As noted above, the Booth House was built in 1905. It is named after the first superintendent of the hatchery, Dewitt Clinton Booth, who lived here with his family. It was designed in the Neo-Colonial Revival style, featuring classical columns, large oval windows, and a bay window. The interior features period furnishings and Booth family memorabilia.
The hatchery used Fish Car No. 3 (not this one specifically; it is replica) to transport fish to takes and rivers throughout the black hills. Hatcheries needed these specially designed rail cars because refrigerated tanker trucks had not been invented yet. Railcars provided a fast way to keep the fish alive long enough to reach these lakes and rivers. Inside Fish Car No. 3, which is the only federal fisheries railcar exhibit in the U.S., visitors will learn about the role these cars played in the fish car era which spanned 66 years.
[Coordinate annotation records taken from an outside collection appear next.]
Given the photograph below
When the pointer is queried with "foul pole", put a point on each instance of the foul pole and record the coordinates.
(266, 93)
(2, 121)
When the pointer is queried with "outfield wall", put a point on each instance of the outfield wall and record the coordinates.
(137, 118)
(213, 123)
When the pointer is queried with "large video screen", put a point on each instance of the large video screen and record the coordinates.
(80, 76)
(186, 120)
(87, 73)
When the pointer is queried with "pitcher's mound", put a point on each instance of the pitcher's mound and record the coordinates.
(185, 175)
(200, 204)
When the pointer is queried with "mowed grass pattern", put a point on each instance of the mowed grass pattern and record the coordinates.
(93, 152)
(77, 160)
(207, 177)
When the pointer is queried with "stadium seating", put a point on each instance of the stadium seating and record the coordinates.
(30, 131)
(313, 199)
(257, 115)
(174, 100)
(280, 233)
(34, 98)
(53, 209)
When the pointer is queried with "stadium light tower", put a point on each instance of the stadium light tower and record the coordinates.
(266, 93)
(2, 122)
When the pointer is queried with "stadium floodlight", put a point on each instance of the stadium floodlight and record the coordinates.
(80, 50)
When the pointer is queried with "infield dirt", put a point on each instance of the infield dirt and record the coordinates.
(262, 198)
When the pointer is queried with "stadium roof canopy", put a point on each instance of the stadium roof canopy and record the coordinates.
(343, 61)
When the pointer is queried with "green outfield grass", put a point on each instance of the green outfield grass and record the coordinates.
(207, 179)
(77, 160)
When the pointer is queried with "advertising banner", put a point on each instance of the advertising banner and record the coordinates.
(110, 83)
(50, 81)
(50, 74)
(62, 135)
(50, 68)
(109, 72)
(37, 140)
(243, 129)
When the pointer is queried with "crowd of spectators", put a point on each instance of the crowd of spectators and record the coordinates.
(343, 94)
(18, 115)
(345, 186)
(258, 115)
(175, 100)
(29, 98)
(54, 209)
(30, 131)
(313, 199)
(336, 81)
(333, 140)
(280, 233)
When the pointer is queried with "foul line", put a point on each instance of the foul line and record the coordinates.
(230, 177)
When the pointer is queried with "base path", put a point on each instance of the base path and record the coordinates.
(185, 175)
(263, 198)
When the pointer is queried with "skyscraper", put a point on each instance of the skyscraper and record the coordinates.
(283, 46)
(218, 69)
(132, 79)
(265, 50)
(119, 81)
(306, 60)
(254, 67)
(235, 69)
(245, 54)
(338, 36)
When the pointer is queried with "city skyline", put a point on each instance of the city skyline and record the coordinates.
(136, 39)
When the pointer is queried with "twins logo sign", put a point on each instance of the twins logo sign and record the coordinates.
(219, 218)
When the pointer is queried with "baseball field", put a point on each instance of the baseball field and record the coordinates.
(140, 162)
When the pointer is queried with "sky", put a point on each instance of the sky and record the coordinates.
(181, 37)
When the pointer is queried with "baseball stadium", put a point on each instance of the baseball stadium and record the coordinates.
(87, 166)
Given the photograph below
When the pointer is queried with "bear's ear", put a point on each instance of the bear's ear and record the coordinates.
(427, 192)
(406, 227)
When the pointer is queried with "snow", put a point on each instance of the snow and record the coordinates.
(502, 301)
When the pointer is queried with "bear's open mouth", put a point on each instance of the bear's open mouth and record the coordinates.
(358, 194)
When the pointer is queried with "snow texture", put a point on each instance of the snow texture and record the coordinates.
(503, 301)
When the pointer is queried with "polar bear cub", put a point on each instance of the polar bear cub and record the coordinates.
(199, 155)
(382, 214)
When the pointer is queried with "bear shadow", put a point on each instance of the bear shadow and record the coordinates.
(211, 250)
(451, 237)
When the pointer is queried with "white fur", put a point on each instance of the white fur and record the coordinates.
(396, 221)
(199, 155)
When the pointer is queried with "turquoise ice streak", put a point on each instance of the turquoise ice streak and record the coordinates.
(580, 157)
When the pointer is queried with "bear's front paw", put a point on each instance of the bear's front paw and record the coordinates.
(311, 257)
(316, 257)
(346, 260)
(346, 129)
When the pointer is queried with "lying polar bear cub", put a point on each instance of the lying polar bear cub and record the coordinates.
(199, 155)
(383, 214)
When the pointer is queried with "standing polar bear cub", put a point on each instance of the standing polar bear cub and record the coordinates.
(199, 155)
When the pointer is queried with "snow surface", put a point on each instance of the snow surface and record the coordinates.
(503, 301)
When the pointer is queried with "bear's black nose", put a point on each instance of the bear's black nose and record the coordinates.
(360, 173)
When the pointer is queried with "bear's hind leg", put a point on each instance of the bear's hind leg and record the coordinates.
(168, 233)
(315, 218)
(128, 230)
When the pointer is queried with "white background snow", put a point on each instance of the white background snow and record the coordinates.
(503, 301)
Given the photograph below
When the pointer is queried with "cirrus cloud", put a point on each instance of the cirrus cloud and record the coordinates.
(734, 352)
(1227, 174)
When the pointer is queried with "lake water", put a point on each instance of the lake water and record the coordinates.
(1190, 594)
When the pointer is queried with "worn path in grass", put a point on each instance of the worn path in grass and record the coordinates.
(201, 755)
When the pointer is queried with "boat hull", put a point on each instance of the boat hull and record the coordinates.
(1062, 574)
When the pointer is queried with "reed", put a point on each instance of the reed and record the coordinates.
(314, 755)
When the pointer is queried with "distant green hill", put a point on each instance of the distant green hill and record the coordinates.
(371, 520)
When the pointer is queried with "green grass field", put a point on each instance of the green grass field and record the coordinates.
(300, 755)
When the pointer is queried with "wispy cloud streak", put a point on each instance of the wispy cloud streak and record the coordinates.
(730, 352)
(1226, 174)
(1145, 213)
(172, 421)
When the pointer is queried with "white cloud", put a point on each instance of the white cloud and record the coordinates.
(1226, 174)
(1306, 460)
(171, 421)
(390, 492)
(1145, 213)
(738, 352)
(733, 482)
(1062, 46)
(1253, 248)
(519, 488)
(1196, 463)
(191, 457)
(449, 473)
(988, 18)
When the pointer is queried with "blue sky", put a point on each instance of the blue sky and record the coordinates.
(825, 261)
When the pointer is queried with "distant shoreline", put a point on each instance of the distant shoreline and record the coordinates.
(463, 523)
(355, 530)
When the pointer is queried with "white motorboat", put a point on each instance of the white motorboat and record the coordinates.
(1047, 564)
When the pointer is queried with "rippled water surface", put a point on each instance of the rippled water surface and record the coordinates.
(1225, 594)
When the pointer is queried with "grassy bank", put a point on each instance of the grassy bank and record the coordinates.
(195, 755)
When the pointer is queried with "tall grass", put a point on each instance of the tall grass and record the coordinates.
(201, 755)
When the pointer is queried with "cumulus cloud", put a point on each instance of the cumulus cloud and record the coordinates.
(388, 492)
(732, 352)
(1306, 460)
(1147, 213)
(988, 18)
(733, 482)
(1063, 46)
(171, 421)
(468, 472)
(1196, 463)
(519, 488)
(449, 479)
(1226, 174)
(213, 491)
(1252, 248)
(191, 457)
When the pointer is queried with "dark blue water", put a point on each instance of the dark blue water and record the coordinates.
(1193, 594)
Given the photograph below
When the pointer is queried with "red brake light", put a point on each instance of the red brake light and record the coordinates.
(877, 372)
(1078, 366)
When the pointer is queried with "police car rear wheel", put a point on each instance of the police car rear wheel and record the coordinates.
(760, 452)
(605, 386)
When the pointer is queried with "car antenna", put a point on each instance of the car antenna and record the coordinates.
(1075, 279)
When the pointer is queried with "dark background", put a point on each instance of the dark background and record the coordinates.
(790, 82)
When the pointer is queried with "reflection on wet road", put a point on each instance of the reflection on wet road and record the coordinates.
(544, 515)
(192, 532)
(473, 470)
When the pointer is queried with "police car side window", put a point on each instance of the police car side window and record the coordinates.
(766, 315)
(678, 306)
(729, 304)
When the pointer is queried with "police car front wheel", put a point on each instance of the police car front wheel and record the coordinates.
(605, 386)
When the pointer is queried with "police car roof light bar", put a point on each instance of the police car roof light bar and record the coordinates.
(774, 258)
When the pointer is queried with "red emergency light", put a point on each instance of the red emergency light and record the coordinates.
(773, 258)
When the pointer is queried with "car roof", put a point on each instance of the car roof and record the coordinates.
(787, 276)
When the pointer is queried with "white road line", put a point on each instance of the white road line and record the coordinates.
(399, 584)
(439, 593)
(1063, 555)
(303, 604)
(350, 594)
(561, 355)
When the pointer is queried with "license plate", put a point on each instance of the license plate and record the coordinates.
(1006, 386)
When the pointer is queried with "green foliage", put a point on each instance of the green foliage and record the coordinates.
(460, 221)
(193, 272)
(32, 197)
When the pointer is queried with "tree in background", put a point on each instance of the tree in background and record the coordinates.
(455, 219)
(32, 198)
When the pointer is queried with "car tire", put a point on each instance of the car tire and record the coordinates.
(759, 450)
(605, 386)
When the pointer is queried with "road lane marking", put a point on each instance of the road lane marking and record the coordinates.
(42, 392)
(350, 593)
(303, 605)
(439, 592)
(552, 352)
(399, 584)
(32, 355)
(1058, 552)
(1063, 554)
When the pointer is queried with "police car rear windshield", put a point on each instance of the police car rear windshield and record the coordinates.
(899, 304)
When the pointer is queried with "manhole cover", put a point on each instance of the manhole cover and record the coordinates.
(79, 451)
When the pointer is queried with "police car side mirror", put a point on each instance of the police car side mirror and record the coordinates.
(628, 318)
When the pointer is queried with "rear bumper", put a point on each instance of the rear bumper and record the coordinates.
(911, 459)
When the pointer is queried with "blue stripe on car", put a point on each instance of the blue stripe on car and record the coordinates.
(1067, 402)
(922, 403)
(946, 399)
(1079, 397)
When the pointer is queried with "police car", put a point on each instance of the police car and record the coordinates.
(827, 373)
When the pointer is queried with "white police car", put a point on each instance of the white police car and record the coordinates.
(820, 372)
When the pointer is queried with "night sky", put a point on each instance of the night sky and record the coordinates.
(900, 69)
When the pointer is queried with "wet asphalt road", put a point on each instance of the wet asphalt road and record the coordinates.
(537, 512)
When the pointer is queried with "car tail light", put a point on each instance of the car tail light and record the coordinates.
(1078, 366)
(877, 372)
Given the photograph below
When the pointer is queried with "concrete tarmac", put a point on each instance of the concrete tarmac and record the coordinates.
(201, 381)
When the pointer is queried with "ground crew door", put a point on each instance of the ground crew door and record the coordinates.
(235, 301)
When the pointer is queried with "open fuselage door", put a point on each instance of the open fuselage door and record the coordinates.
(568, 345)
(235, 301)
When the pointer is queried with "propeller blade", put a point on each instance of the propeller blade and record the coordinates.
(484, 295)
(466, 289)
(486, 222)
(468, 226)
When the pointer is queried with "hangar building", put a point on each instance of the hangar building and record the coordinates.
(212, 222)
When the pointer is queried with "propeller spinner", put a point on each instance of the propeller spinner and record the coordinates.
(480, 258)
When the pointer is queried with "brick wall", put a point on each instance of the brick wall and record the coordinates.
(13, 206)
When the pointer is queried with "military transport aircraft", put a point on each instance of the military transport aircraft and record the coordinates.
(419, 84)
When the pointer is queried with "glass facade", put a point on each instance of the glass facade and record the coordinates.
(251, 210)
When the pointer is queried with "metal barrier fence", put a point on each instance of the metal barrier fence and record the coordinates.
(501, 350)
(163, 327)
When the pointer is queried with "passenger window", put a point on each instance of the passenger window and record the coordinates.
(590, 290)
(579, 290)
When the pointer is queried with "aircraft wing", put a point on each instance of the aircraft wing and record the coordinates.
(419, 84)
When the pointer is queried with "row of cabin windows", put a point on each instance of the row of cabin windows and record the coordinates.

In 1901, the hatchery opened a substation in Yellowstone Lake, which is located Yellowstone National Park. Hatchery workers used U.S. Fisheries Boat #39 to collect black-sprouted trout eggs. At the time, getting to the lake was somewhat difficult as no railroads reached it. Once a year, the workers had to go on an overland expedition to get to the lake, first by railroads then by wagons. These expeditions took place between 1901-1911.